Sunday, April 18, 2010

Salting the Ocean

Bibliography

Nye, Naomi Shihab. Salting the Ocean: 100 Poems by Young Poets. Illus. by Ashley Bryan. Hong Kong: Greenwillow Books, 2000. 978-0688161934

Review

This is a collection of poems selected by Naomi Shihab Nye from young poets who she has had the opportunity to work with as she traveled and taught students about the art of writing. The poems vary in length, meaning, and purpose but they all represent the thoughts of a young poet.

“The Storm in Me” by Theresa Ann Garcia has a repetitive rhythm except in between two of the stanzas is a line: “Sadness in my body” in which the whole poem seems to stop (Garcia, p. 27).
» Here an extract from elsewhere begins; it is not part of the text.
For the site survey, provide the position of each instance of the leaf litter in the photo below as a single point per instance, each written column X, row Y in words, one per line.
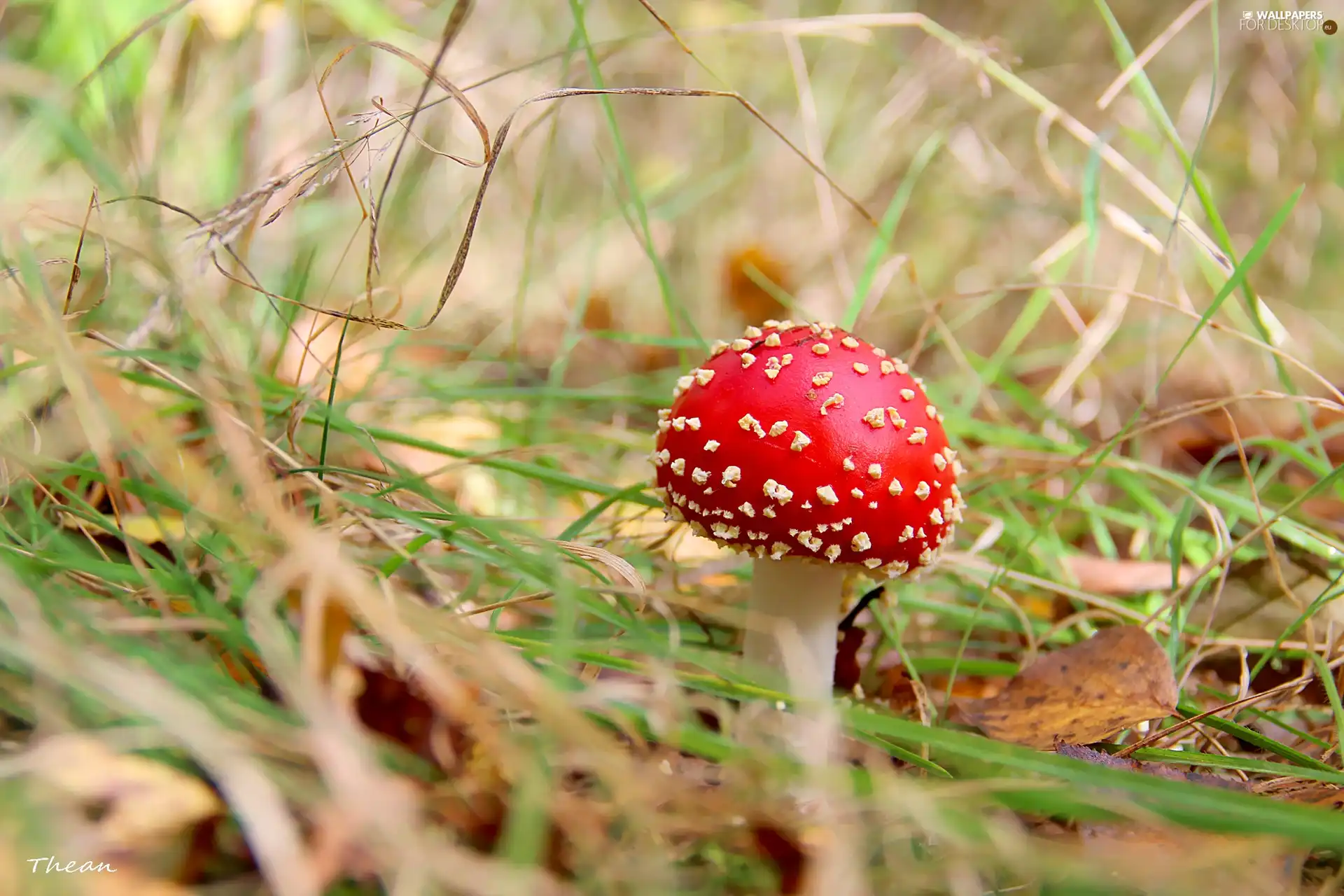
column 1084, row 694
This poem in particular slows the reader down as if pausing to reflect with a whisper about how she feels.

Similes can bring so much to a poem without using an abundance of words. Vargas describes “a story which gets into my heart and stays there like a diamond in a ring” that shows this boys devotion to his grandfather at keeping his stories locked up in his heart (Vargas, p. 61). The entire poem on page 60 by Ernest Beache is personifying inanimate objects and animals as the people in her family such as her dad like a “volcano”, her sister like “King Kong” and herself like “an and stuck in a coffin” (Beache, p. 60).

To evoke imagery through the senses in poetry is like breathing fresh air into a poem: it truly is living. Sound is imminently heard by the reader in the poem, “Winter” when “the coolness crackles and burns in the fireplace” (Cassidy, p. 43). Caballero describes a character in his poem as having “a voice like talking in a cave” (Caballero, p. 36) which paints a perfect picture of a large, booming, echo-like voice.

The students who wrote the poems come together to show issues that children today face and help readers to see things in different ways. Many of these poems had a true impact on me such as “Grandmother” by Sandra Scherbenske on page 75 which has a granddaughter asking when her grandmother could go out on her own and her grandmother answers that she was never ready to go into the world alone. I am truly impressed by the poetry I have read by these talented children who were expressing themselves through poetry.

Poem & Connection

My mother is a shell

And you can always hear

The ocean.

By Brenda Garcia

(Garcia, p. 69)

Read this poem aloud with students and then present them with a large conch sea shell. Have students read the poem in unison and then call on volunteers to read the poem. Let each student take a turn at listening to the inside of the shell.